How to do reinforcement learning with regression instead of classification

I'm trying to apply reinforcement learning to a problem where the agent interacts with continuous numerical outputs using a recurrent network. Basically, it is a control problem where two outputs control how an agent behave.
I define an policy as epsilon greedy with (1-eps) of the time using the output control values, and eps of the time using the output values +/- a small Gaussian perturbation.
In this sense the agent can explore.
In most of the reinforcement literature I see that policy learning requires discrete actions which can be learned with the REINFORCE (Williams 1992) algorithm, but I'm unsure what method to use here.
At the moment what I do is use masking to only learn the top choices using an algorithm based on Metropolis Hastings to decide if a transition is goes toward the optimal policy. Pseudo code:
input: rewards, timeIndices
// rewards in (0,1) and optimal is 1
// relate rewards to likelihood via L(r) = exp(-|r - 1|/std)

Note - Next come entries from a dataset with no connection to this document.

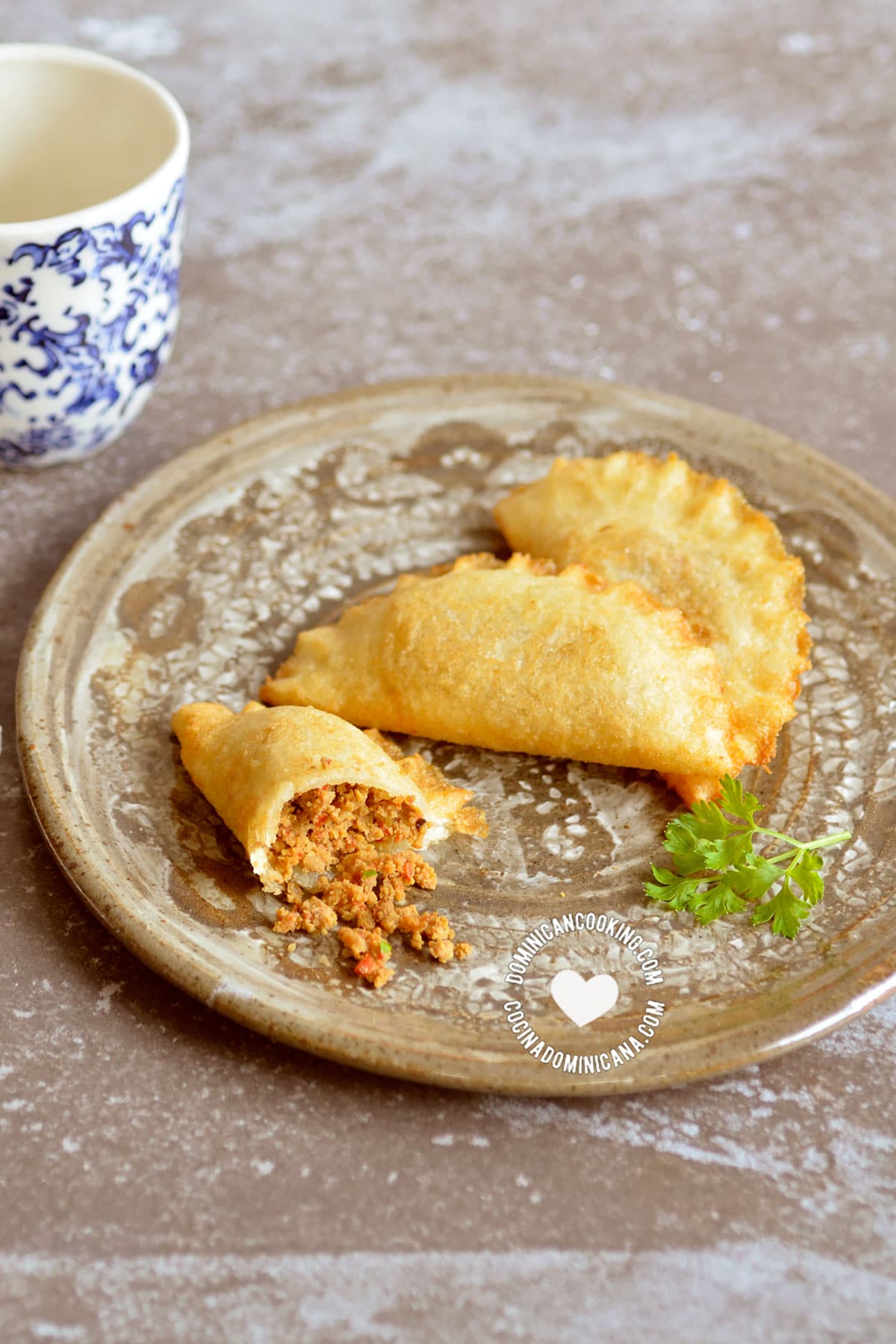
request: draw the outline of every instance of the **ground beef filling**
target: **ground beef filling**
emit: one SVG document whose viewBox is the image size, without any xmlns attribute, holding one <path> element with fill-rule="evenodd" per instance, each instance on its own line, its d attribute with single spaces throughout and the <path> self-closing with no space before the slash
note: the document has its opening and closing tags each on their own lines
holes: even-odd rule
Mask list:
<svg viewBox="0 0 896 1344">
<path fill-rule="evenodd" d="M 270 862 L 283 882 L 293 868 L 326 872 L 345 853 L 384 841 L 423 843 L 426 821 L 412 798 L 392 798 L 382 789 L 336 784 L 309 789 L 283 808 Z"/>
<path fill-rule="evenodd" d="M 339 941 L 355 974 L 380 988 L 395 974 L 390 938 L 435 961 L 463 958 L 470 945 L 454 941 L 445 915 L 406 905 L 407 888 L 435 888 L 435 874 L 407 849 L 384 853 L 373 841 L 419 847 L 426 823 L 411 800 L 388 798 L 352 785 L 314 789 L 283 809 L 271 862 L 289 879 L 301 866 L 321 874 L 316 890 L 294 883 L 274 922 L 275 933 L 322 934 L 341 925 Z"/>
</svg>

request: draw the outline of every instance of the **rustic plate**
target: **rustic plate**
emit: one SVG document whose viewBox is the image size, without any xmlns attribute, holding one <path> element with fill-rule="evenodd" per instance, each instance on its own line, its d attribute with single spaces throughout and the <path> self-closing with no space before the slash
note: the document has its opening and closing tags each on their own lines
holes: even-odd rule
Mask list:
<svg viewBox="0 0 896 1344">
<path fill-rule="evenodd" d="M 770 825 L 806 839 L 853 831 L 827 859 L 825 902 L 794 943 L 746 919 L 699 929 L 641 895 L 674 806 L 656 778 L 433 743 L 492 823 L 488 840 L 458 837 L 435 855 L 435 905 L 474 956 L 437 966 L 399 953 L 396 977 L 371 992 L 329 938 L 290 953 L 270 931 L 274 903 L 180 769 L 171 711 L 191 699 L 240 706 L 297 626 L 403 570 L 498 546 L 489 511 L 508 487 L 557 452 L 619 444 L 674 446 L 728 474 L 805 560 L 814 667 L 771 774 L 747 771 L 746 782 Z M 896 988 L 895 706 L 891 501 L 731 415 L 532 378 L 344 392 L 176 458 L 69 555 L 34 618 L 19 684 L 21 759 L 44 835 L 90 909 L 149 966 L 333 1059 L 533 1094 L 635 1091 L 736 1068 Z M 568 931 L 574 911 L 618 923 L 572 921 Z M 541 925 L 553 937 L 523 984 L 506 982 L 514 949 Z M 619 941 L 627 926 L 656 950 L 661 985 Z M 613 976 L 617 1003 L 575 1025 L 549 993 L 559 970 Z M 631 1036 L 645 1048 L 623 1050 Z"/>
</svg>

// r <= 1 => |r - 1| = 1 - r
timeMask = zeros(timeIndices.length)
neglogLi = (1 - mean(rewards)) / std
// Go through random order of reward to approximate Markov process
for r,idx in shuffle(rewards, timeIndices):
neglogLj = (1 - r)/std
if neglogLj < neglogLi || log(random.uniform()) < neglogLi - neglogLj:
// Accept transition, i.e. learn this action
targetMask[idx] = 1
neglogLi = neglogLj
This provides a targetMask with ones for the actions that will be learned using standard backprop.
Can someone inform me the proper or better way?
Policy gradient methods are good for learning continuous control outputs. If you look at http://rll.berkeley.edu/deeprlcourse/#lectures, the Feb 13 lecture as well as the March 8 through March 15 lectures might be useful to you. Actor Critic methods are covered there, as well.